Alan Smeaton was program co-chair of the ACM SIGIR Conference in Toronto in 2003, general chair of CIVR which he hosted in Dublin in 2004, and co-chair of ICME in 2005. He is a founding coordinator of TRECVid, the annual benchmarking activity for content-based video analysis and searching, he has published over 150 book chapters, journal and conference papers and he is on the editorial boards of four journals. He holds the B.Sc., M.Sc. and PhD degrees in Computer Science from the National University of Ireland.
Charting a Dataspace: Lessons from Lewis and Clark
David Maier, Department of Computer Science, Portland State University, USA
Wednesday, 2006-03-29 08:45-10:05, Ball Room Chair: Marc H. Scholl
Learning from the Past
A dataspace system (DSS) aims to manage all the data in an enterprise or project, be it structured, unstructured or somewhere between. A fundamental task in deploying a DSS is discovering the data sources in a space and understanding their relationships. Charting these connections helps prepare the way for other DSS services, such as cataloging, search, query, indexing, monitoring and extension. In this, the bicentennial of the Lewis and Clark Expedition, it is enlightening to look back at the problems and issues they encountered in crossing an unfamiliar territory. Many challenges they confronted are not that different from those that arise in exploring a new dataspace: evaluating existing maps, understanding local legends and myths, translating between languages, reconciling different world models, identifying landmarks and surveying the countryside. I will illustrate these issues and possible approaches using examples from medication vocabularies and gene annotation.

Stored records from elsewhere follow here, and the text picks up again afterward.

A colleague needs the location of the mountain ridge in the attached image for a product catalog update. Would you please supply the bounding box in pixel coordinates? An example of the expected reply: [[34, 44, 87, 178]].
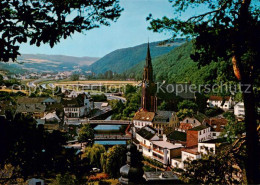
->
[[89, 39, 186, 73]]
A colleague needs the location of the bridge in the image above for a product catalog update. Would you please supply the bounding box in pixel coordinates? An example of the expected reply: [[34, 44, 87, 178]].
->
[[86, 120, 132, 125], [64, 118, 132, 125], [94, 135, 131, 141]]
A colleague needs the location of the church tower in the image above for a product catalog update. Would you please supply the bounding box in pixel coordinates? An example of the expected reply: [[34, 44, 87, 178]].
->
[[141, 43, 157, 112]]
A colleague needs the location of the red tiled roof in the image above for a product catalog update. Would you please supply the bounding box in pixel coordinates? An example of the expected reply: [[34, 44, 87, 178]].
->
[[133, 110, 155, 121], [209, 96, 230, 101], [182, 146, 199, 155], [204, 118, 227, 132], [179, 123, 193, 130]]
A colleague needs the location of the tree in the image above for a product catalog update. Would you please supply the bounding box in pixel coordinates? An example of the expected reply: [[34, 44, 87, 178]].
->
[[51, 173, 76, 185], [78, 124, 94, 142], [102, 145, 126, 178], [177, 109, 194, 120], [148, 0, 260, 184], [178, 149, 241, 184], [221, 112, 245, 143], [70, 73, 79, 81], [0, 164, 27, 185], [82, 144, 106, 168], [0, 74, 4, 85], [0, 0, 123, 62]]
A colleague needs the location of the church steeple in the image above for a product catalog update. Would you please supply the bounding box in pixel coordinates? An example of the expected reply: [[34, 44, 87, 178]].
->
[[145, 41, 152, 67], [143, 42, 153, 82], [142, 42, 157, 112]]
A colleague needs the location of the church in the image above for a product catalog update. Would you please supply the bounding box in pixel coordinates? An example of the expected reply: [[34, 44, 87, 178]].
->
[[133, 43, 179, 134], [141, 43, 157, 112]]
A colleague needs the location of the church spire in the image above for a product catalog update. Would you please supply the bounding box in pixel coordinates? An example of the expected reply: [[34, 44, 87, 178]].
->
[[145, 41, 152, 67]]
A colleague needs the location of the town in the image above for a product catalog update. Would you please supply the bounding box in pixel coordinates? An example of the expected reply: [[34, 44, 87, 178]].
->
[[0, 43, 252, 184], [0, 0, 260, 185]]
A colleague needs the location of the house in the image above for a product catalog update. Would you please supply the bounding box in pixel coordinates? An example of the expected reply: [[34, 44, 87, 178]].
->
[[63, 93, 94, 118], [198, 138, 226, 155], [186, 125, 212, 147], [234, 102, 245, 118], [176, 117, 202, 132], [152, 111, 179, 134], [167, 130, 187, 145], [135, 125, 159, 157], [203, 118, 228, 139], [28, 178, 45, 185], [41, 111, 61, 123], [207, 96, 233, 111], [152, 140, 183, 165], [133, 110, 155, 128], [134, 125, 183, 165]]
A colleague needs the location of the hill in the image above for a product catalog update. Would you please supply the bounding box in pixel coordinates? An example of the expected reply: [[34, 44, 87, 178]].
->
[[0, 54, 99, 74], [90, 39, 185, 73], [127, 42, 219, 84], [14, 54, 99, 72]]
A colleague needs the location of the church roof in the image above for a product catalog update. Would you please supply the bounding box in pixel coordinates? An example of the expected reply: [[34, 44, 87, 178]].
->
[[133, 111, 155, 122], [137, 126, 156, 140]]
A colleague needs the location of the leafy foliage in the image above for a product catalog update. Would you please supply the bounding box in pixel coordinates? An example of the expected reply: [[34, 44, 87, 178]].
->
[[51, 173, 76, 185], [91, 94, 107, 102], [82, 144, 106, 168], [148, 0, 260, 184], [0, 0, 122, 62], [103, 145, 126, 178], [177, 109, 194, 120]]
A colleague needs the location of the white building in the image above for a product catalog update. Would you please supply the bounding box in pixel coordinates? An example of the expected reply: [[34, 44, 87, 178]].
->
[[175, 117, 201, 132], [135, 126, 183, 165], [203, 118, 228, 139], [198, 138, 225, 155], [63, 94, 94, 118], [171, 146, 201, 168], [207, 96, 233, 110], [234, 102, 245, 117], [136, 125, 159, 157], [133, 111, 155, 128], [28, 178, 44, 185], [152, 141, 183, 165]]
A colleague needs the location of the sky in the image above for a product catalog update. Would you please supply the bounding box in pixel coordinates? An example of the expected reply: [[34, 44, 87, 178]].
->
[[17, 0, 205, 57]]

The work I describe on dataspaces is joint with Mike Franklin and Alon Halevy. Nick Rayner, Bill Howe, Ranjani Ramakrishnan and Shannon McWeeney have all contributed to the work on understanding relationships among data sources.

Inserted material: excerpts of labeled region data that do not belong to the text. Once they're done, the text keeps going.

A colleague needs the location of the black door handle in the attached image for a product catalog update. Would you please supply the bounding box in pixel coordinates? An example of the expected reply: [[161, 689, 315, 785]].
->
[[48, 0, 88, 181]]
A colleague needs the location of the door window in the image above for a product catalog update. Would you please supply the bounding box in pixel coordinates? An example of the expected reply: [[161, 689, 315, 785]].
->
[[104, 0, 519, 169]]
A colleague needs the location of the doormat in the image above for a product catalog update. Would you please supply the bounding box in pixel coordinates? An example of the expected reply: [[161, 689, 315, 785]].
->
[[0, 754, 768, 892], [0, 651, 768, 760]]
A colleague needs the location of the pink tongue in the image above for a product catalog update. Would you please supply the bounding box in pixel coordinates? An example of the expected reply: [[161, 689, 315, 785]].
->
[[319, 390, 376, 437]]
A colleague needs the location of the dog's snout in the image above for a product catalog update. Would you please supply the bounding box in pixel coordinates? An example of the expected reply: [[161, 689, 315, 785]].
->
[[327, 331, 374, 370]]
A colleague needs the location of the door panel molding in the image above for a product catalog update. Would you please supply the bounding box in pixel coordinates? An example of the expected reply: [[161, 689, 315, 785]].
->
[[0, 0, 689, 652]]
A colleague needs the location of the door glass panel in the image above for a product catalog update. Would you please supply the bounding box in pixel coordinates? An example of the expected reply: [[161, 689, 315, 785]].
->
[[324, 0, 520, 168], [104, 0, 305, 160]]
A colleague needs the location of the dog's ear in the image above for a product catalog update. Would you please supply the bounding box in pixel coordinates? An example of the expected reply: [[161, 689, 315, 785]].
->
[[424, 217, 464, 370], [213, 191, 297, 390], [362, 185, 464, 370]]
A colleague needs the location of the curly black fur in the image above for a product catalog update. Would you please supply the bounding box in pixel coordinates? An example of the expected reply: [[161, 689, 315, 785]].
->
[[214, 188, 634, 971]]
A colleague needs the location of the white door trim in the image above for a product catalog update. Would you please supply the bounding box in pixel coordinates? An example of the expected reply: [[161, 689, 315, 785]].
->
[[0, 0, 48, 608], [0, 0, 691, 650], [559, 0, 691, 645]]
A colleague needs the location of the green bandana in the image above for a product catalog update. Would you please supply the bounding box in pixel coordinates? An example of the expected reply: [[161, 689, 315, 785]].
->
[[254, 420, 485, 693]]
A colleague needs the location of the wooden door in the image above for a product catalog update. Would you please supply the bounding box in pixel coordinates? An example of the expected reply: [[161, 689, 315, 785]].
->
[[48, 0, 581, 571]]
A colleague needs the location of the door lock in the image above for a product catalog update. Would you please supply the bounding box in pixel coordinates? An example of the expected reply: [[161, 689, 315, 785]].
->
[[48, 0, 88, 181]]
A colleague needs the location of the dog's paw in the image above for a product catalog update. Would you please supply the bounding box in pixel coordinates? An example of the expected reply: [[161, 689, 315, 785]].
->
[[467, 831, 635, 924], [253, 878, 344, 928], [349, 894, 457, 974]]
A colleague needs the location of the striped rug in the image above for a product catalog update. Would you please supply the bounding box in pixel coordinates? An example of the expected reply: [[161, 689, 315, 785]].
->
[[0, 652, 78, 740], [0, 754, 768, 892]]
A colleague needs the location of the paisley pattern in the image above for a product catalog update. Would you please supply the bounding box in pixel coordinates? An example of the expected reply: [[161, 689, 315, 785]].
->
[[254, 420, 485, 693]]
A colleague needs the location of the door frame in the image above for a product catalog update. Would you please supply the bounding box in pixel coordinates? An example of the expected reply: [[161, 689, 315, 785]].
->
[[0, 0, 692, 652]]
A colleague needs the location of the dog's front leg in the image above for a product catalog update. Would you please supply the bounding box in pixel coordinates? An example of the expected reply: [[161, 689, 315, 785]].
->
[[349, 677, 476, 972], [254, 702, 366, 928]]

Dr. David Maier is Maseeh Professor of Emerging Technologies at Portland State University. Prior to joining PSU, he taught at the OGI School of Science & Engineering at Oregon Health & Science University, and at the State University of New York at Stony Brook. He is the author of books on relational databases, logic programming and object-oriented databases, as well as papers in database theory, object-oriented technology, query processing and scientific databases. He received the Presidential Young Investigator Award from the National Science Foundation in 1984 and was awarded the 1997 SIGMOD Innovations Award for his contributions in objects and databases. He is also an ACM Fellow. His current research interests include data stream processing, superimposed information management, data product generation and forensic system reconstruction. He holds a double B.A. in Mathematics and Computer Science from the University of Oregon (Honors College, 1974) and a Ph.D. in Electrical Engineering and Computer Science from Princeton University (1978).